Here is a nice little tutorial to help you get started. Do a bit of googling for more information on backup options in Linux.
Thanks for the info. I'll definitely look it over. I'm using the ext3 filesystem, so I don't think dump will work, either. Like I said, I'd like to get this working soon, using tar(if that's the easiest). I can learn about it all later. Ugh, I'm busy... What would be the command for the cron job you mentioned? Thanks, man!
PS. Let's say I do start getting a successful weekly backup, and my server does indeed, fail. Can't boot, can't do anything. How do I restore, then?!
Dump will work fine with ext3. (ext3 is actually just ext2 with a journalling file tacked on and different drivers).
To use tar to make a tape backup:
First identify your tape device. Its probably /dev/st0. You can find out by putting a tape in the drive and saying
mt rewind /dev/st0
If that starts the tape spinning then you have the right device. I'd suggest making a symbolic link
ln -s /dev/st0 /dev/tape
So from now on you just use /dev/tape in your scripts.
To back up everything just say
tar cvf /dev/tape /
Note that this will also back up any mounted file systems (including CD, floppy and NFS mounts). It will also list every file it backs up. To avoid this use "cf" instead of "cvf".
You can also do compression in tar by saying "cvfz" instead of "cvf". This uses gzip and is pretty CPU intensive. DAT drives generally have hardware compression, so you don't need to do it yourself.
To recover your data say
tar xvf /dev/tape
If you have lost everything then re-install a basic Linux from the distro, and then use that to run tar. If you want to be really clever then you could make a bootable floppy with just a minimal kernel, fdisk, mke2fs and tar on it. But its probably not worth the trouble.
Ooof. Thats tricky. Tapes were never designed to be used that way. Its also a bad idea. Tapes are not useful backups when left in the machine. The whole point of tapes is that you can take them out of the machine and put them either in a fire safe or out of the building. If you leave the tape in permanently then you are only protected against a hard drive failure.
In fact I suspect you will find the cheapest way of meeting your requirements is to buy another hard drive. A 20 GB hard drive (tape sizes are doubled to allow for an assumed compression factor) will give you the same capability and actually cost less than a new tape. It will also be faster, more reliable, and easier to use. Just replace /dev/tape in my examples above with the file you want to (over)write.
To make something happen daily put a script in the /etc/cron.weekly directory. In this case you want the script to look at the day of the week and make the appropriate backup.
I'm not sure of a robust way of having 3 files spread out over a tape and then overwrite one at a time.

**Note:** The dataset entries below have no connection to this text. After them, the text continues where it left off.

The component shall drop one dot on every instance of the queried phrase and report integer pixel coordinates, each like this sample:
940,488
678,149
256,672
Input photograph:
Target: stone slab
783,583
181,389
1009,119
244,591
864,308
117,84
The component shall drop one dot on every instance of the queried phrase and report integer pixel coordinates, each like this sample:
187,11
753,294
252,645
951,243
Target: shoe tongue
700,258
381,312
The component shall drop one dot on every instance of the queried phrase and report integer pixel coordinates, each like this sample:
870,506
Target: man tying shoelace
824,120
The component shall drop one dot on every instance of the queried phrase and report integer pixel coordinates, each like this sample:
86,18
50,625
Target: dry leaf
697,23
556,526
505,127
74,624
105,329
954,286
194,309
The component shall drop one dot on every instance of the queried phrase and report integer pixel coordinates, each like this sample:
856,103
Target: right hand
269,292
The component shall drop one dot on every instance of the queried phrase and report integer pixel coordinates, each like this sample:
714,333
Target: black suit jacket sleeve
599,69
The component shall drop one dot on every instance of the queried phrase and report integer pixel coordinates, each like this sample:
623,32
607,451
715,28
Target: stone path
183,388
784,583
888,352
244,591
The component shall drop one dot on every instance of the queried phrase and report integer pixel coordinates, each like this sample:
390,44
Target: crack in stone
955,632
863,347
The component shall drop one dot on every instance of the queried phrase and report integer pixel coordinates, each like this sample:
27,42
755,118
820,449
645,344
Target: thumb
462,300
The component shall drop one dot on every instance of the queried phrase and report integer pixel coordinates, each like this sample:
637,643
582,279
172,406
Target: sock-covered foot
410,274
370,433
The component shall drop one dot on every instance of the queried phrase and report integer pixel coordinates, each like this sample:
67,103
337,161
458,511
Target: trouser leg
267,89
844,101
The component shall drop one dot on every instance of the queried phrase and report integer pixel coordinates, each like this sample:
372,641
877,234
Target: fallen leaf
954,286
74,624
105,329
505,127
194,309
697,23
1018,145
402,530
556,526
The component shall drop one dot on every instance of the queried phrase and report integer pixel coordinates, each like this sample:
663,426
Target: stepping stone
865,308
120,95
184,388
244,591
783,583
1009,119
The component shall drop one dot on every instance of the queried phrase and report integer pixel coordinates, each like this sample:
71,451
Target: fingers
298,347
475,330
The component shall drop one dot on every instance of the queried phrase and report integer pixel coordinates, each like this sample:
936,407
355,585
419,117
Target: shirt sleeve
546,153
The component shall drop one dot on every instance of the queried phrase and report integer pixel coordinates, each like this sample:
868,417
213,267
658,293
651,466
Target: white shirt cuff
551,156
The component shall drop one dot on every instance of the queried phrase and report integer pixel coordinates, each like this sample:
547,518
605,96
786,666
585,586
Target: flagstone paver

The mt command allows you to skip to file start markers, so in theory you could create 3 12GB files initially. Use the following command:
dd if=/dev/zero of=/dev/tape bs=1024 count=12000
and then use some combination of mt commands to move around the tape. But I'm not at all sure that such a kludge could be made to work reliably. If you just want to protect against another HD failure then I recommend another drive.
I'm currently backing up about 2 gigs on tape a day and it takes about a half an hour to backup and verify. I don't know much about tape longevity though as we just recently started backing things up. I'm hoping that we can rotate tapes once a month.